The more adventurous should consider an expedition cruise with Coromandel on the Brahmaputra in Assam which was one of India's busiest waterways.

Companies offering trips in the Amazon basin include Journey Latin America, which runs an excellent eight-night cruise along the Rio *****. One of the quietest rivers in the region, it passes through virtually untouched rainforest. 

Transport is in the MV Tucano, which sleeps just 18 and features wood-lined cabins and private bathrooms. However, this trip is more about adventure than sipping sundowners: there are regular pit stops for two-hour jungle treks. Prices start at just over R23 000_.

Rushie

PS] - River Teign ferry....only £1.30 single....more in my price range...!!


----------



## PatBaltic22 (Jan 15, 2007)

I think Deilmann's only cruise ship, Deutschland is quite a vessel. She has a lavish interior, but small staterooms. She is reminicent of the classic interior design of the 1910's and 1920's, with an edwardian architectural edge. Nevertheless, she is a great small sized ship.


----------



## John Rogers (May 11, 2004)

I took a river cruise from Vienna to Amsterdam,the river boats carried a 140 passengers,the food was excellent and the accommodation was excellent. Cruised three rivers,went through 90 locks,checked out many Wineries and Breweries every day.
John.


----------



## trotterdotpom (Apr 29, 2005)

My wife and I did a Rhine cruise in the mid-80s. We sailed from Basel to Amsterdam with K-D Rheinschiffahrt - can't recall the name of the ship but we enjoyed it immensely.

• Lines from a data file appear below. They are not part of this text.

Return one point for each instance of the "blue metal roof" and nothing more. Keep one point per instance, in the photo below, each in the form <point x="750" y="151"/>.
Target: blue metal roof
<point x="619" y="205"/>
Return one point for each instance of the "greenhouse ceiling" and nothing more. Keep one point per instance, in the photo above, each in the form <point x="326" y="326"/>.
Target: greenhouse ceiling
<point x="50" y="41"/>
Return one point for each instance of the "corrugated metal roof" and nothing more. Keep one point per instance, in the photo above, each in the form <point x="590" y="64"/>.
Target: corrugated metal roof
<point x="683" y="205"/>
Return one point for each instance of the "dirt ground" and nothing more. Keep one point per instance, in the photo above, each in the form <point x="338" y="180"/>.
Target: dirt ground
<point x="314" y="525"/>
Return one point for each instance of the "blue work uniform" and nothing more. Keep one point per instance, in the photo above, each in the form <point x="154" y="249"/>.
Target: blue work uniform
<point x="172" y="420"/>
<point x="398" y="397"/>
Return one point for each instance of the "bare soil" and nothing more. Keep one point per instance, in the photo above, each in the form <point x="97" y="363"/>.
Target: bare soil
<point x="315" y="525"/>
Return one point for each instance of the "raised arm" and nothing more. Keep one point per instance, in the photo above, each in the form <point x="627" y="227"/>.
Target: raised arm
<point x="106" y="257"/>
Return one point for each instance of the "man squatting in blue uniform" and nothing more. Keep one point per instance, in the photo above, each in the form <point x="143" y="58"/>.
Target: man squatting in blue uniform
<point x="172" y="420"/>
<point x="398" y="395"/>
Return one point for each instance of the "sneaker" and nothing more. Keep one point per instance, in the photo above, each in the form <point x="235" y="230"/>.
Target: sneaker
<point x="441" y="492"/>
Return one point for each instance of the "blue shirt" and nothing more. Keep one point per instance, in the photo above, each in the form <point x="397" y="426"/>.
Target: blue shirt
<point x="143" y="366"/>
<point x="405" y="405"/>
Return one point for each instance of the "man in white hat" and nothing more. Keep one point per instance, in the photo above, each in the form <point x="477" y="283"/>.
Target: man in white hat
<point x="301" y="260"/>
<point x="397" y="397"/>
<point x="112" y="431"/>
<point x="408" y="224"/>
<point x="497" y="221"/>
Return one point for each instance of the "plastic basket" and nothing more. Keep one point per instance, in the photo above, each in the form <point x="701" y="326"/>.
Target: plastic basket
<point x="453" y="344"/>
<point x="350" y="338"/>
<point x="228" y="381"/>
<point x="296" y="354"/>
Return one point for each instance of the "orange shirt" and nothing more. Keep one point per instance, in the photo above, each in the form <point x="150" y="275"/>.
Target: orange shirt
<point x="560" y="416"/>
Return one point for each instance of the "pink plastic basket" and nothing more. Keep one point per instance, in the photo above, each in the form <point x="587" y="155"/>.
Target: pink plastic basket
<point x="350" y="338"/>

Hunter Davies, the author, was on board at the time. He wrote about the trip in a later book and managed to make everyone look like idiots, the tw*t!


----------



## John Rogers (May 11, 2004)

He is the type that makes one trip and he is an expert,met a few like that. Our cruise company for the Rivers of Europe was Vantage,and the other I deal with is Grand Circle, both owners are brothers competing for the same passengers.But my favorite large cruise ship company is Holland American, going to Italy and Spain next month and have booked one for NZ and OZ in Feb 2008.
John.


----------